Jachim Coudenys’ talk really delivered on its title. He started by laying out some of the groundworks. An important aspect is that PHP-FPM uses a master process which spawns child processes. These child processes can all access the master’s shared memory.
Then the first part: Realpath Cache. This cache is filled whenever a path is requested in PHP. It explodes a path on the directory separator (‘/’) and then caches all the possible paths.
$presentation = file_get_contents( __DIR__ . '/../ffi.php' );
$presentation2 = file_get_contents( dirname(__DIR__) . '/ffi.php' );
$filesize = filesize( __DIR__ . '/../est.txt' ); print_r(realpath_cache_get());
[/home/jachim/demo] => Array
(
[key] => 1.6354972010384E+19
[is_dir] => 1
[realpath] => /home/jachim/demo
[expires] => 1579859105
)
[/home] => Array
(
[key] => 4353355791257440477
[is_dir] => 1
[realpath] => /home
[expires] => 1579859105
)
[/home/jachim] => Array
(
[key] => 5522554812971572568
[is_dir] => 1
[realpath] => /home/jachim
[expires] => 1579859105
)
[/home/jachim/demo /../ffi.php] => Array
(
[key] => 1.6164035761241E+19
[is_dir] =>
[realpath] => /home/jachim/ffi.php
[expires] => 1579859105
)
[/home/jachim/ffi.php] => Array
(
[key] => 5100116734180765326
[is_dir] =>
[realpath] => /home/jachim/ffi.php
[expires] => 1579859105
)
[/home/jachim/demo/realpath.php] => Array
(
[key] => 1.8190176096283E+19
[is_dir] =>
[realpath] => /home/jachim/demo/realpath.php
[expires] => 1579859105
)
Obviously, subsequent calls resolve faster, but this mechanism doesn’t use shared memory. An performance boost can be achieved by tweaking the cache size and the entries TTL.
Next up, OPCache: opcodes are cached since PHP 5.5 by default. Each time a request is handled by PHP, it compiles the code into opcodes (short for operation codes). A cool tool Jachim showed, was the Vulcan Logic Dumper which visualizes these opcodes. Since these opcodes never change (in production), it makes sense to add some cache. There were several tools available, but it was the Zend Optimizer, which was donated by Zend and included in PHP 5.5, ànd it has become better with each release. This cache is in the shared memory and thus used by each child of the master FPM process.
A few important aspects:
- Shared memory: as explained above, it is shared between the child processes, but this also means that it is only useful when there are child processes, so perhaps you should think about some workarounds to keep the master processes running, and thus keeping the cache warm (although there are other OPCaching priming tricks, like saving the opcodes to file and loading those in memory when spinning up the master process, FPM pools etc.).
- Wasted memory: OPCache doesn’t do “defragmentation”. This means that if some cache entries get invalidated, the memory is marked as wasted, but it is not released. New entries are always appended. This may lead to suboptimal usage of the available memory.

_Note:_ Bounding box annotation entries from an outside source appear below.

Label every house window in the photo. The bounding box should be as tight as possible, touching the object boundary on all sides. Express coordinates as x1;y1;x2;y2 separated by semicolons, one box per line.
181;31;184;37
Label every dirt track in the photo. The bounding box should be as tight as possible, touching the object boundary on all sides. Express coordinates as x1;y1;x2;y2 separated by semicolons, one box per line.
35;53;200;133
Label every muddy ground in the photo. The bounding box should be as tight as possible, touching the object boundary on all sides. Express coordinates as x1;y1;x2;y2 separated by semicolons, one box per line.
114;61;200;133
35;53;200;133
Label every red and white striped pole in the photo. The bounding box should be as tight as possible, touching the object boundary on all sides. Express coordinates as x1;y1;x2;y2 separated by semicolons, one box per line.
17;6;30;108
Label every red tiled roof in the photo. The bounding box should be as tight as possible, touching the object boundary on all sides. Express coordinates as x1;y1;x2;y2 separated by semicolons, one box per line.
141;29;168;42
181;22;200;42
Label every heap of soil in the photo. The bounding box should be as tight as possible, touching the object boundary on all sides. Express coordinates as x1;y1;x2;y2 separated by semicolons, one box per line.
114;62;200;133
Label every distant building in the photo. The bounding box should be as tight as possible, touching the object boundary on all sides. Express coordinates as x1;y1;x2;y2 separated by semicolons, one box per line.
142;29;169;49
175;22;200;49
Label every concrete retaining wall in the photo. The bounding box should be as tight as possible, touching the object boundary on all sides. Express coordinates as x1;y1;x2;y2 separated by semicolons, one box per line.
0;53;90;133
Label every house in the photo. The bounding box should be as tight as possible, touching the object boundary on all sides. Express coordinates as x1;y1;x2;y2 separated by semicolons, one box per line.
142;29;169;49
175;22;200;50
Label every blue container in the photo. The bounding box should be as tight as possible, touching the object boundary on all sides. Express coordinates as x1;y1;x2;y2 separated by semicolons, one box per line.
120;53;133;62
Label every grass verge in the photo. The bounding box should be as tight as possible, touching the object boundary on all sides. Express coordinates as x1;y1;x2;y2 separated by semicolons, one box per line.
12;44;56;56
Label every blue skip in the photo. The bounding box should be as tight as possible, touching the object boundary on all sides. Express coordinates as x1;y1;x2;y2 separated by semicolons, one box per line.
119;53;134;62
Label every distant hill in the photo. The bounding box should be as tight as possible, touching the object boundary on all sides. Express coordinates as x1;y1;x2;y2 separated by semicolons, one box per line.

There are several options to tweak the config:
- It’s off by default for CLI commands, since it doesn’t make sense to cache it since the process is immediately terminated. However, in some cases (think daemons) just turning it on will already give you a better performance.
- Another obvious win is to increase the allowed memory usage, but it depends on what the stats (opcache_get_status()) tell you about the current cache usage.
- Tweaking when the cache gets invalidated is also an option. Every revalidate_freq seconds, OPCache will check for updated scripts. You can increase this value or disable the validate_timestamps setting altogether, meaning the cache is valid until eternity (and manual invalidation is required).
- The opcache.max_wasted_percentage is the threshold to determine when a restart should occur to free up (wasted) memory.
Jachim concluded that your OPCache’s hit rate should always be at least above 90%, but actually in most cases you should see a hit rate of 99%. The wasted memory should ideally be zero, and you should never have a full cache. A cool visualisation tool is OPcache Status.
The final part, Preloading: OPCache on steroids. It’s part of OPCache since PHP 7.4, and basically it means that some of your function and classes can be loaded when PHP starts, so before it accepts any requests. Actually, your functions becomes part of the PHP engine, just like for example strlen(). There’s one pitfall: your classes should be loaded “in order”, i.e. if your class needs another class it should already be known.
Conclusion
Even though this might seem like devops-matter, and it is indeed very low level, but it sure is interesting to know how this all works, and it definitely made our team think again about some of our hosting configurations.